Third, crises and the “extraordinary” developments they spawn are now the rule, not the exception. In recent decades, there has been an average of one catastrophe every three or four years. The Latin American debt crisis in 1982 was followed by the 1987 stock-market crash and the 1986-95 savings and loan crisis in the US; implosions in Japan (1990), Mexico (1995), and Asia (1997); the near-collapse of the hedge fund Long-Term Capital Management (1998); the collapse of the dot-com bubble (2000); Enron’s accounting scandal (2001); the sub-prime mortgage disaster (2007); the eurozone’s sovereign-debt crisis (2010), the “taper tantrum” spurred by fear of policy normalisation by the Fed (2013); a Chinese stock-market crash (2015), a US-China trade war (2018), COVID-19 (2020), and deglobalisation (2023).

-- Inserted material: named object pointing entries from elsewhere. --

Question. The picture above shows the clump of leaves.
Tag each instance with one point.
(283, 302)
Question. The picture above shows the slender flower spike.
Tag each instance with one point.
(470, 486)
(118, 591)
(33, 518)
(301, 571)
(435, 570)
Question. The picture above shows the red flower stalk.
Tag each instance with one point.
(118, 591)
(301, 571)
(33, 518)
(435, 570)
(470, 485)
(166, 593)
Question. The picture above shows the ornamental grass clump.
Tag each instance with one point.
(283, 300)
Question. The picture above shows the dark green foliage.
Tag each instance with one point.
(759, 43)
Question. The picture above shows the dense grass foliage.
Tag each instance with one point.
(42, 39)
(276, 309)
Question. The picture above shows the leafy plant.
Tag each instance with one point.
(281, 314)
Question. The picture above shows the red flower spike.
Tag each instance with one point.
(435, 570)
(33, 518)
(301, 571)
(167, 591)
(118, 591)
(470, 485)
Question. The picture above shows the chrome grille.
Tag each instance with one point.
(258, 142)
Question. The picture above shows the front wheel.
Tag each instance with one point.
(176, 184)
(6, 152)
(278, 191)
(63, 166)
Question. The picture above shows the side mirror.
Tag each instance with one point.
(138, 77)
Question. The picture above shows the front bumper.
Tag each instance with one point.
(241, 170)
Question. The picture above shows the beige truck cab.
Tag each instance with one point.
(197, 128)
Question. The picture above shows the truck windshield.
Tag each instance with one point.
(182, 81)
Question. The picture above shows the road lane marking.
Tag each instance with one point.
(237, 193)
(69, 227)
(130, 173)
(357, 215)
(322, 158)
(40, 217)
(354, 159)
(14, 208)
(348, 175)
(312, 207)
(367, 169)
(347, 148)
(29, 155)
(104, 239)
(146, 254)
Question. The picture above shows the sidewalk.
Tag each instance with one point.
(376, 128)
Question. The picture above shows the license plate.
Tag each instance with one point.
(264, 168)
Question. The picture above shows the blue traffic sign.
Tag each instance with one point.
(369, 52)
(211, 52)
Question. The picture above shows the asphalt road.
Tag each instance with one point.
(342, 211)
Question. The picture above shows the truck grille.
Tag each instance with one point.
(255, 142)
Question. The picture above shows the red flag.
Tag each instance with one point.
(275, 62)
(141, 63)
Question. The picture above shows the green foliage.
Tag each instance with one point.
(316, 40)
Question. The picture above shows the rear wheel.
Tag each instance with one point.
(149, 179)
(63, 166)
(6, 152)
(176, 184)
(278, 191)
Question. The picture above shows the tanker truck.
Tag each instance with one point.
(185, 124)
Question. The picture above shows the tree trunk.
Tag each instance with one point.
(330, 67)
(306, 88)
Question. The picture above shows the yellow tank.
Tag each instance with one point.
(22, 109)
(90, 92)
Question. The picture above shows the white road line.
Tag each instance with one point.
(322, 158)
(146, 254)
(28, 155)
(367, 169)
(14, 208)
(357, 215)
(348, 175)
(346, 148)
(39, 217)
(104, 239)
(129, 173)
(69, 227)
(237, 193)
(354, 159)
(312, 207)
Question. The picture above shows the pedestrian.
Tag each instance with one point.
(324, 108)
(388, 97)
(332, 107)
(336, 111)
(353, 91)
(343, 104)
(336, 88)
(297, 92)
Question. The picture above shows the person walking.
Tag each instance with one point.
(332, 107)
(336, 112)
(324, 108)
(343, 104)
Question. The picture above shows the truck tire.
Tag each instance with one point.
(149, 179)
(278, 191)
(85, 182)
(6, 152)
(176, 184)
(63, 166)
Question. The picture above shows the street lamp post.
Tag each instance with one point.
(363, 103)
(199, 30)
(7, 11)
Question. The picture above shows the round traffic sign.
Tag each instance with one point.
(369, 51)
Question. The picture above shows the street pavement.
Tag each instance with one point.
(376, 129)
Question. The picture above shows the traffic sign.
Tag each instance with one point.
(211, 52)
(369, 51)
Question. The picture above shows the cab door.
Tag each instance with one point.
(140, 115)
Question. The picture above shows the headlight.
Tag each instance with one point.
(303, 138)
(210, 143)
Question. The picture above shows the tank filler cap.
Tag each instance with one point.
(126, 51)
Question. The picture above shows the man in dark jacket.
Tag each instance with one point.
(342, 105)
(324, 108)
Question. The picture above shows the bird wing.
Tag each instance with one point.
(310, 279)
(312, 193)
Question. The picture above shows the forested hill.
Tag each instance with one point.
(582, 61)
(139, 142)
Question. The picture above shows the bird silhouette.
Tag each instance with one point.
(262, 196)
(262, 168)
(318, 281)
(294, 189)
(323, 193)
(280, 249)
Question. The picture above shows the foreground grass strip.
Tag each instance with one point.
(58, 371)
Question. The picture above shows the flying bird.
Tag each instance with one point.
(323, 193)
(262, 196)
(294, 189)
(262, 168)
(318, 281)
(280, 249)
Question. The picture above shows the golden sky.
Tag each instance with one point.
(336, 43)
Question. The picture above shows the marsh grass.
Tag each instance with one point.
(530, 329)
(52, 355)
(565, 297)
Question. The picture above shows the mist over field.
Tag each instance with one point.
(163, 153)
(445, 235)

It is against this background that forecasters face the seemingly impossible task of predicting the future. Of course, public policymakers face an equally profound challenge: While another crisis is coming, probably sooner rather than later, aligning forward-looking policy with the pitfalls of a highly uncertain future is the functional equivalent of balancing a heavy weight on the head of a pin.
But that hardly justifies self-serving excuses for policy mistakes, or portraying asset-market mispricing and economic dislocations as unavoidable accidents arising from so-called unprecedented circumstances. I have run out of patience with policymakers, corporate decision-makers, and investors who collectively throw up their hands and say, “Don’t blame me.”
This is largely a cop-out. Shocks are here to stay, and our task is not to predict the next one – although someone always does – but to sharpen our focus on resilience. Staying the course of politically mandated policies while minimising the inevitable dislocations is easier said than done. But that is no excuse to fall for the myth of being victimised by the unprecedented.